Wilson proves this by using Ron Pope as his next example. Pope was not talented or entertaining and couldn't even do a decent interview. The only thing that Pope had going for him was his tremendous look. He was huge and muscular but that's it. He never knew how to work.
If Pope had been white he'd never even been given a chance in the business, but Detroit promoter Ed Farhat AKA The Sheik gave Ron his start and the gimmick as Zulu, but even that gimmick didn't save him from being exposed in every single match he had as a horrible worker.Pope was a real nice guy with a great personality & body, but he was never able to transfer that personality to the ring and his muscular build kept him in the business far longer than he would have lasted had he been white.
So realizing that, I have to take just about everything Wilson writes with a grain of salt.
Had Wilson cut out the continual whining about himself, Patterson & Pope, I would have given this book 5 stars, because it's that good otherwise.
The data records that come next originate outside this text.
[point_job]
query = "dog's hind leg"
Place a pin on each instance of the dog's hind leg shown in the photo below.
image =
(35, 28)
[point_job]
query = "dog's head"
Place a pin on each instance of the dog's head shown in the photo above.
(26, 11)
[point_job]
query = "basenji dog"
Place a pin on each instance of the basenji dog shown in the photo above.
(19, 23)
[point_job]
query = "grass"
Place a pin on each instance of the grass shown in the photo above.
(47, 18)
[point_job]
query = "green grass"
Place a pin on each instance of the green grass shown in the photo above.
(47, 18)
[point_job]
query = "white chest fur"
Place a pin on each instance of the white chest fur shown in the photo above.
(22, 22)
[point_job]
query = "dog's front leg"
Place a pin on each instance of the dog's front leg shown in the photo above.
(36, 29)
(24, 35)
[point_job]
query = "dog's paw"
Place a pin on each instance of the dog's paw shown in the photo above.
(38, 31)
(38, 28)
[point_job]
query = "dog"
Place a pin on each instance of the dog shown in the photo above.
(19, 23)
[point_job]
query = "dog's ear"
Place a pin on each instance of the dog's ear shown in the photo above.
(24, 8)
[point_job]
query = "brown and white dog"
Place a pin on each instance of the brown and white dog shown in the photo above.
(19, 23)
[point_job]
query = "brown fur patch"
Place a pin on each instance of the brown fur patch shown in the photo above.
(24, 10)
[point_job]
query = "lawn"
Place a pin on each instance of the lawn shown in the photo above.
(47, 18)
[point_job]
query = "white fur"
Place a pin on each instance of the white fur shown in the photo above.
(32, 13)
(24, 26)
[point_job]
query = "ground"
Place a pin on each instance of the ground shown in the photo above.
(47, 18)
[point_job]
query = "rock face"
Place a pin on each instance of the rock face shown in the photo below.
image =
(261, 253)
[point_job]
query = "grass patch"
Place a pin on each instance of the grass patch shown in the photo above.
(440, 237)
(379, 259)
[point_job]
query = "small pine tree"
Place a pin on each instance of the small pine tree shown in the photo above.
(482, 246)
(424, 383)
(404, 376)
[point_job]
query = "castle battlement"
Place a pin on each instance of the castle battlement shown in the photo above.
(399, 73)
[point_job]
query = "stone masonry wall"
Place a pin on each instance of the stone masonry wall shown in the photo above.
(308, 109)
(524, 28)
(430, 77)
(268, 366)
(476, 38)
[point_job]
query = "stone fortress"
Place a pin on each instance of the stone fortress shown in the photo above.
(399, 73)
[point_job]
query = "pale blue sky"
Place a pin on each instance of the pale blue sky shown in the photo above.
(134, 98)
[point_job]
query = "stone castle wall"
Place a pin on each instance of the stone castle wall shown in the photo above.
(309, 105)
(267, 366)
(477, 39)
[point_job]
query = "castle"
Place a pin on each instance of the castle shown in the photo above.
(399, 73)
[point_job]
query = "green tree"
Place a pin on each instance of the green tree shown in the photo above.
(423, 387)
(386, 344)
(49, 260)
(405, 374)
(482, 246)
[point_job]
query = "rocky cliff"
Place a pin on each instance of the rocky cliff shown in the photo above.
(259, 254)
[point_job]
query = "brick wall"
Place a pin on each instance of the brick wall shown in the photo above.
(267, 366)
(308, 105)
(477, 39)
This book should hold the interest of any fan of wrestling's "Golden Era" as well as anyone who wants to learn about the NWA and how it ran. Even a know it all like me learned a lot from Chokehold. I was surprised just how much I really did learn by reading it.
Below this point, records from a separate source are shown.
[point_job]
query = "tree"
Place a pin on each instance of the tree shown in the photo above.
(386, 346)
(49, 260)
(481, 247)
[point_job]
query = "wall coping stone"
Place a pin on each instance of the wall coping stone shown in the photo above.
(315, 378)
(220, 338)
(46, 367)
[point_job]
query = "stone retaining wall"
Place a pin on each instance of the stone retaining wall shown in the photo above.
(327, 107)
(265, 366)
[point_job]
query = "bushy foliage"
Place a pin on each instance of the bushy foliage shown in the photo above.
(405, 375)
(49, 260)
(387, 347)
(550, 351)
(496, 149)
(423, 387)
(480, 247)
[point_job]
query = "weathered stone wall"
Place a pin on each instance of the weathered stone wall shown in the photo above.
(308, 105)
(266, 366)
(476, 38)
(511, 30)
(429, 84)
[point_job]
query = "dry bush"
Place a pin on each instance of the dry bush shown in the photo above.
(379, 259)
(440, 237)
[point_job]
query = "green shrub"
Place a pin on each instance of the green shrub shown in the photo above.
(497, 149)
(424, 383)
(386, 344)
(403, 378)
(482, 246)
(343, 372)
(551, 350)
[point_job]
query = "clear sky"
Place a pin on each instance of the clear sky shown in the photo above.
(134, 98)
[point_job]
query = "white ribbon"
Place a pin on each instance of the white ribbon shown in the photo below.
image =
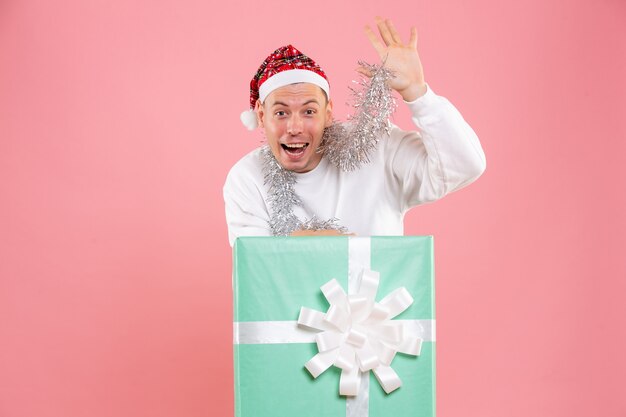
(357, 334)
(268, 332)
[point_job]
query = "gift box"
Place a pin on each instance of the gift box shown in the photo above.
(290, 290)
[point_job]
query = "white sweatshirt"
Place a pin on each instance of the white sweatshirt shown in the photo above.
(407, 169)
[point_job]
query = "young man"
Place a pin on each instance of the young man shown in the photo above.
(290, 100)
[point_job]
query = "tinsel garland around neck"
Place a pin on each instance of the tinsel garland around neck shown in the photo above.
(347, 145)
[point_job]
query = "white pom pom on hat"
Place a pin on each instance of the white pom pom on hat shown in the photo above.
(248, 118)
(284, 66)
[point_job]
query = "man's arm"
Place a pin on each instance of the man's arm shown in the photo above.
(446, 155)
(246, 212)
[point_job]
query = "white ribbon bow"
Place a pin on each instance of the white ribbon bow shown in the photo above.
(358, 335)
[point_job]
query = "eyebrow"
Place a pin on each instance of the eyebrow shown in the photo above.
(280, 103)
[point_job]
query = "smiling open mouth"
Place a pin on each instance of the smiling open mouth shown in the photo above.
(294, 148)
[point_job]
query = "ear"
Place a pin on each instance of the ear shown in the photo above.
(260, 112)
(329, 113)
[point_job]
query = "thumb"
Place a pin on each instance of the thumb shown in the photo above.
(364, 71)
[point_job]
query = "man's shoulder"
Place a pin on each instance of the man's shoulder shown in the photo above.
(247, 172)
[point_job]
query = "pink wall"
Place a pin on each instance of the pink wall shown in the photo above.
(119, 122)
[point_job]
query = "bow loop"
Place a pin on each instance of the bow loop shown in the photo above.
(357, 334)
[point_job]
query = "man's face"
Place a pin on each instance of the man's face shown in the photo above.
(294, 118)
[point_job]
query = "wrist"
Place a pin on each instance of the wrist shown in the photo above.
(413, 92)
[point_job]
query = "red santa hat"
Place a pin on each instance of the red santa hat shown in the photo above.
(284, 66)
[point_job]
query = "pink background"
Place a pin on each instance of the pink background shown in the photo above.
(119, 122)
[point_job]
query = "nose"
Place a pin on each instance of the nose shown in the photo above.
(295, 124)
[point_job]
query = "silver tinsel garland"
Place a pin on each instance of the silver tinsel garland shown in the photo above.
(346, 145)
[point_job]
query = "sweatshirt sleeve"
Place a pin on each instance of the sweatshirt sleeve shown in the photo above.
(443, 156)
(246, 212)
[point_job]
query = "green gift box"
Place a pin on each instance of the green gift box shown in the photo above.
(273, 277)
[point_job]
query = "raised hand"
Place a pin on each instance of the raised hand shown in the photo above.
(401, 58)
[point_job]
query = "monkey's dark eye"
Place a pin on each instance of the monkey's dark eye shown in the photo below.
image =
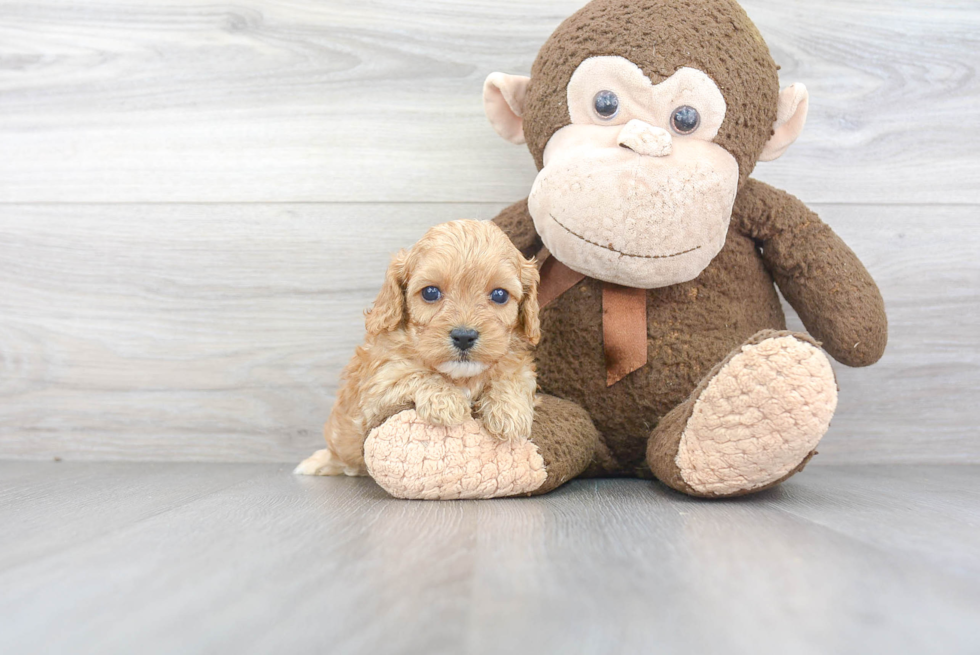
(606, 104)
(685, 119)
(431, 294)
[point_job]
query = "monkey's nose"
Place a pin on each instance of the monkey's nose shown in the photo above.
(645, 139)
(464, 338)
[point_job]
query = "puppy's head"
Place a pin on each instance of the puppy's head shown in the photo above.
(464, 294)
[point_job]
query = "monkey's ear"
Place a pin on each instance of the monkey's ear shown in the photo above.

I strongly reccomend this book and I strongly suggest reading Inside Out right after finishing Chokehold. They go well together. This book gives you a lot of information while Ole Anderson's book give you the straight, hard facts.

Rating: 2
Summary: Long, yet didnt have much to say
Comment: I don't know if Jim Wilson was blackballed or got hurt patting himself on the back. It was very interesting to read the behind the curtain things and about what the boys go through, however I had to skip page upon page as it was just Jim talking about himself and how great he thinks he is. Good book if you don't mind speed reading over Jim's love of himself.

Rating: 5
Summary: Required Reading For Wrestling Fans
Comment: "Chokehold" is no ordinary wrestling biography. It is the story of one man's attempt to challenge the Powers-That-Be for fair wages and benefits. He could have been a superstar of the mat world, and I remember him distinctly being pushed for such a position, but his integrity and ethics prevented such a future. They also may have saved him from an early death from the wrestling lifestyle that has left so many other victims in its wake.
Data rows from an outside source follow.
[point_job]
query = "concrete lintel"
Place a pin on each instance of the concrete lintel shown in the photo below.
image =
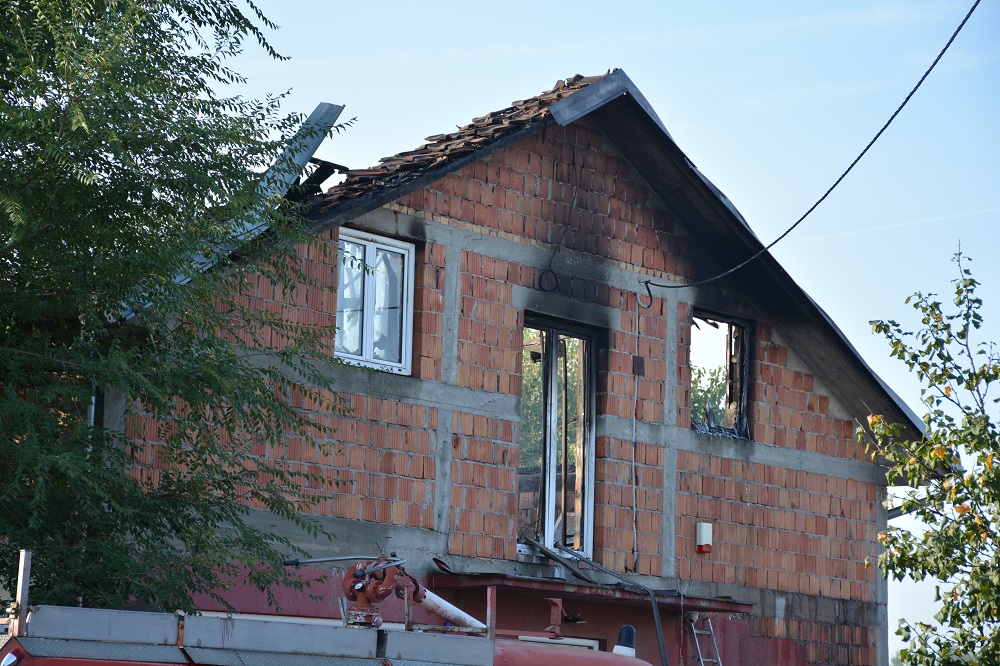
(375, 384)
(735, 449)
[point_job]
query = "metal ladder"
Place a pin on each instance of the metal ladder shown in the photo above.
(698, 633)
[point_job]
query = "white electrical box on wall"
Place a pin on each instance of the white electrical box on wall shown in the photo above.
(703, 534)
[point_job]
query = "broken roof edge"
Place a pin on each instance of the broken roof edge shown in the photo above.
(597, 94)
(569, 101)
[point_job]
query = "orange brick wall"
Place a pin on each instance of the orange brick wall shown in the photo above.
(566, 191)
(614, 524)
(791, 531)
(785, 405)
(569, 186)
(483, 487)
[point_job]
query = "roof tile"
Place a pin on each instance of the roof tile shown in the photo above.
(440, 149)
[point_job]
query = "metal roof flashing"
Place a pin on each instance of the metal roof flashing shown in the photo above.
(599, 93)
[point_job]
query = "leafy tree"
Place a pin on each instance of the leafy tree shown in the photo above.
(953, 474)
(122, 174)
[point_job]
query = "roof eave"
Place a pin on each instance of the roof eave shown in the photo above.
(714, 221)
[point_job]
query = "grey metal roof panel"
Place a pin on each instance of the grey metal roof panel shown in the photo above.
(275, 636)
(113, 651)
(97, 624)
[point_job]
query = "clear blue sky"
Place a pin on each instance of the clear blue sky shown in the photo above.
(772, 100)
Along the way, not only is the story of Jim Wilson told, but the seamy world of professional wrestling is exposed in all its faded notoriety. The fact that shady and illegal shenanigans happen from time to time in sports is nothing new to most readers, but the fact that these very same doings have been part and parcel of the way professional wrestling has been doing business since its inception should give readers cause for concern. Behind the glitz of the television camera and the character angles is a business that sees many of its most talented performers pass away at relatively early ages; a business that treats its workers like serfs on a feudal estate, telling them to win or lose, how to win or lose and where to appear, all the while calling them "independent contractors." This, of course, to deny them health and pension benefits available to most other workers. And, most astonishing of all, while Congress and the Justice Department have vetted boxing and other sports over the years, the image of pro wrestling as an unbelievable sham has kept it protected, except for a brief period in the 50's, when pro wrestling was convicted of Antitrust misdeeds, which were quickly forgotten by all parties concerned a few years later.

Instead of wasting your money on prefabricated biographies of WWE superstars, where the only things you really learn is that wrestling is wonderful and Vince McMahon the most wonderful of all, read this book, for it is the closest wrestling fans will get to the truth that underlies the circus-style atmosphere of that strange hybrid of athletics and entertainment.